Depuis Poitiers, Sorégies s'est progressivement transformé en un groupe d'entreprises locales d'énergies, unique en France, à la fois distributeur d'électricité et de gaz dans la Vienne, producteur d'énergies renouvelables partout en France, fournisseur d'énergie ainsi que de services et de solutions logicielles pour les acteurs de l'énergie. Détenu à 84% par le Syndicat Énergies Vienne, qui rassemble, accompagne et finance les projets des collectivités du département dans le domaine de l'énergie, c'est un acteur territorial intégré, qui a enclenché un véritable cercle vertueux au profit des populations. Les bénéfices de cette société d'économie mixte locale sont en effet réinvestis localement pour financer, entre autres, les travaux de rénovation énergétique des bâtiments publics des collectivités ou l'installation d'un réseau public de bornes de recharge de véhicules électriques. Autrement dit, une action en circuit court mise au service de l'intérêt général.
Sa feuille de route est désormais tracée. Entre 2026 et 2030, le groupe compte investir massivement, aussi bien dans ses moyens de production que ses outils de pilotage et de flexibilité. Il a récemment acquis, par exemple, son plus grand parc éolien dans l'Indre, dont les huit éoliennes produiront 78 GWh par an.
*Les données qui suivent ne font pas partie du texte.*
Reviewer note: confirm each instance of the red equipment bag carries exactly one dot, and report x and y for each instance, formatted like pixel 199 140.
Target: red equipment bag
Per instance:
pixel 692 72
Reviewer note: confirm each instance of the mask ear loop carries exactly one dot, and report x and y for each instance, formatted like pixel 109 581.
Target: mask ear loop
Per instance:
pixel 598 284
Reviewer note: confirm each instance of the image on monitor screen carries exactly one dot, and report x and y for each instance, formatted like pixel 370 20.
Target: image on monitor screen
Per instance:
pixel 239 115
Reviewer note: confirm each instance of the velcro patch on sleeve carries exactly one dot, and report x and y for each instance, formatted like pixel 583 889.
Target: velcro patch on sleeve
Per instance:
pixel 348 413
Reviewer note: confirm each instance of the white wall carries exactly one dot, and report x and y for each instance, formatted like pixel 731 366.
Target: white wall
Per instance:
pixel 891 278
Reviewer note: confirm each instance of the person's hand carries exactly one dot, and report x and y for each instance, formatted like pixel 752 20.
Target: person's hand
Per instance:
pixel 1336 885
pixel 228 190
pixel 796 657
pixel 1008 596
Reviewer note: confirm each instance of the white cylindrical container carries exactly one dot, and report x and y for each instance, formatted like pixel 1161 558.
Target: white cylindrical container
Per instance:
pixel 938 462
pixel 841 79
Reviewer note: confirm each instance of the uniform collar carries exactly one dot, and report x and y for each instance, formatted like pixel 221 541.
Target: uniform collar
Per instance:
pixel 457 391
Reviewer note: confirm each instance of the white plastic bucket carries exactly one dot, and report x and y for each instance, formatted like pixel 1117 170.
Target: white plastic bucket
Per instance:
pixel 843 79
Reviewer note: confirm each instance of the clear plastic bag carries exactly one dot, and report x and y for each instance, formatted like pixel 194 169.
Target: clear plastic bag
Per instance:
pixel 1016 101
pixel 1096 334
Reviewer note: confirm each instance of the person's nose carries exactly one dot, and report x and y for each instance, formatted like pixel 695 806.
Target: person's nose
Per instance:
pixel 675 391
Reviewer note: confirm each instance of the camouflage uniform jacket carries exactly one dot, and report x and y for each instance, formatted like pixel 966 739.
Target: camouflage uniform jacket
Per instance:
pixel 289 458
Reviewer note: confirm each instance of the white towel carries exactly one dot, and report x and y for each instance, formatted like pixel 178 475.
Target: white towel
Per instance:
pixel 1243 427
Sorégies en a les moyens. « L'entreprise est rentable, et au cours des cinq dernières années, nous avons renforcé nos fonds propres. En outre, nous avons déjà prouvé que nous pouvons lever de la dette », détaille Frédéric Bouvier. De fait, Sorégies a reçu, en 2023 et jusqu'en 2027, le soutien de la Banque Européenne d'Investissement (BEI) sous la forme d'un financement de 250 millions d'euros afin d'accélérer dans la transition énergétique. Plusieurs banques et collectivités territoriales ont suivi.
« Notre responsabilité en tant que fournisseur est de rendre le système simple et accessible pour les consommateurs. Grâce à cette agilité, nos clients participent à la révolution électrique et à l'élimination progressive des énergies fossiles », résume le dirigeant. Il a, au-delà des enjeux climatiques, des arguments à faire valoir. En premier lieu, l'amélioration du pouvoir d'achat des consommateurs, qui paieront moins cher cette électricité verte et locale. Ensuite, la compétitivité des entreprises, qui profiteront elles aussi de meilleurs tarifs. Et bien sûr, le développement économique des territoires, sous forme d'investissements et de créations d'emplois. En somme, sensibilisés ou non aux défis environnementaux, les consommateurs individuels, les industriels et les élus locaux y trouvent leur compte - tout en contribuant, à leur échelle, à la transition énergie-climat.